Il ne rêve pas car il n’a encore rien vu qui le fasse rêver. Quand d’autres enfants disent qu’ils rêvent d’aller à Dubaï ou d’être serveurs à Miami, ce sont des rêves de télé-réalité. C’est le principe du désir. Pour désirer quelque chose, il faut le connaître et ce que connaît Johnny ne le fait pas rêver. Il va apprendre à rêver au contact d’Adamski. Cette première scène de classe raconte quelque chose de l’ordre social. Personne ne se rêve médecin ou architecte. La plupart d’entre eux n’ont même jamais vu la mer. Ça raconte à quel point le simple fait de se déplacer s’avère difficile. La question de la mobilité est déjà un luxe. Ce qui est intéressant dans le parcours de Johnny, c’est qu’il va à la rencontre de lui-même. C’est un film sur l’affirmation de soi et cela passe par le fait de se dire : « Pour être moi, il faut que je parte, je ne peux pas être moi avec vous, au milieu de vous. » Et il suffit de faire 30 km pour que déjà un autre monde existe.

Grâce au regard valorisant de son professeur, Johnny commence à rêver d’un avenir différent. Dans une scène à table, il explose à propos des sous-marques qu’achète sa mère, il se révolte contre l’immobilisme de sa famille qui ne cherche plus à sortir de sa condition sociale.
Cette injustice sur la question des privilèges crée en lui une colère qui va devenir son moteur. La question des sous-marques représente ce hiatus entre les mondes. Il a extrêmement honte. Cette honte sociale, c’est quelque chose que j’ai ressenti violemment. Longtemps, je mentais sur mes parents, sur leurs métiers, je m’inventais une autre famille. En arrivant à Paris, j’ai cherché à gommer l’accent lorrain, comme quelque chose qui devait disparaître. Il y avait un rejet de mon milieu d’origine. Je ne voulais absolument pas qu’on sache d’où je viens.

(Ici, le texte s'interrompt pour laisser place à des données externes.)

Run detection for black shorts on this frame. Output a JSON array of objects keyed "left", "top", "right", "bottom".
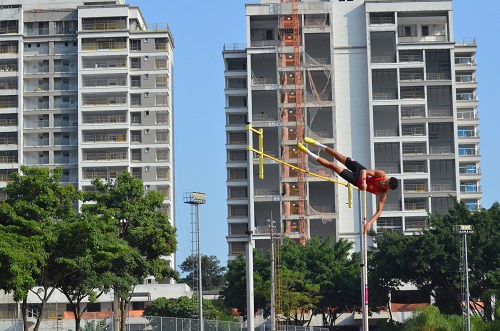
[{"left": 339, "top": 157, "right": 366, "bottom": 186}]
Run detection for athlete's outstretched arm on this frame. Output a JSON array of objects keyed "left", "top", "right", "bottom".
[{"left": 366, "top": 193, "right": 387, "bottom": 229}]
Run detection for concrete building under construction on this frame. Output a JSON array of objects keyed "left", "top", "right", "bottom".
[{"left": 223, "top": 0, "right": 482, "bottom": 255}]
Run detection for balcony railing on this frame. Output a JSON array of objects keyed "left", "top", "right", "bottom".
[
  {"left": 401, "top": 107, "right": 425, "bottom": 118},
  {"left": 82, "top": 41, "right": 127, "bottom": 51},
  {"left": 83, "top": 152, "right": 128, "bottom": 161},
  {"left": 458, "top": 129, "right": 479, "bottom": 138},
  {"left": 404, "top": 183, "right": 427, "bottom": 192},
  {"left": 427, "top": 72, "right": 451, "bottom": 80},
  {"left": 402, "top": 126, "right": 425, "bottom": 136},
  {"left": 0, "top": 46, "right": 18, "bottom": 54},
  {"left": 455, "top": 75, "right": 476, "bottom": 83},
  {"left": 374, "top": 129, "right": 398, "bottom": 137},
  {"left": 83, "top": 78, "right": 127, "bottom": 87},
  {"left": 83, "top": 115, "right": 127, "bottom": 124},
  {"left": 82, "top": 21, "right": 127, "bottom": 31},
  {"left": 0, "top": 155, "right": 17, "bottom": 164},
  {"left": 83, "top": 133, "right": 127, "bottom": 143},
  {"left": 430, "top": 145, "right": 453, "bottom": 154},
  {"left": 0, "top": 118, "right": 17, "bottom": 127},
  {"left": 0, "top": 63, "right": 18, "bottom": 72},
  {"left": 457, "top": 93, "right": 477, "bottom": 101},
  {"left": 24, "top": 28, "right": 49, "bottom": 36},
  {"left": 405, "top": 201, "right": 427, "bottom": 211},
  {"left": 0, "top": 137, "right": 17, "bottom": 145},
  {"left": 458, "top": 146, "right": 480, "bottom": 156},
  {"left": 403, "top": 145, "right": 426, "bottom": 155},
  {"left": 431, "top": 184, "right": 453, "bottom": 192},
  {"left": 460, "top": 184, "right": 481, "bottom": 194}
]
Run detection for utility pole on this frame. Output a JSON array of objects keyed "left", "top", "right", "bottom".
[{"left": 267, "top": 218, "right": 276, "bottom": 331}]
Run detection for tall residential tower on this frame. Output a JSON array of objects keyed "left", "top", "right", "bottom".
[
  {"left": 0, "top": 0, "right": 175, "bottom": 274},
  {"left": 223, "top": 0, "right": 482, "bottom": 258}
]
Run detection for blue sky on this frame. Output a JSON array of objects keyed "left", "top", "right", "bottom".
[{"left": 127, "top": 0, "right": 500, "bottom": 266}]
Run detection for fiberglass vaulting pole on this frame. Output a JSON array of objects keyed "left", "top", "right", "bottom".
[{"left": 358, "top": 190, "right": 368, "bottom": 331}]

Aliocha Reinert est prodigieux. Comment s’est passée cette rencontre ?
Il a répondu à une annonce. On cherchait un garçon d’environ dix ans, qui faisait de la danse et qui avait les cheveux longs. Il s’est présenté et on s’est retrouvé face à quelqu’un de singulier avec une forme d’assurance. Le fait qu’il porte les cheveux longs, c’est comme une signature. Il assume d’être singulier devant le regard des autres, il fait de la danse et ne s’en excuse pas du tout.

Forbach se rappelle toujours à vous ?
C’est une ville et une région très cinématographiques. J’ai encore très envie de raconter des choses à Forbach. Mon prochain film, je le tournerai à nouveau là-bas.


Propos recueillis le 28 février lors de l’avant-première de Petite Nature (sortie le 9 mars), au cinéma Star St-Ex de Strasbourg.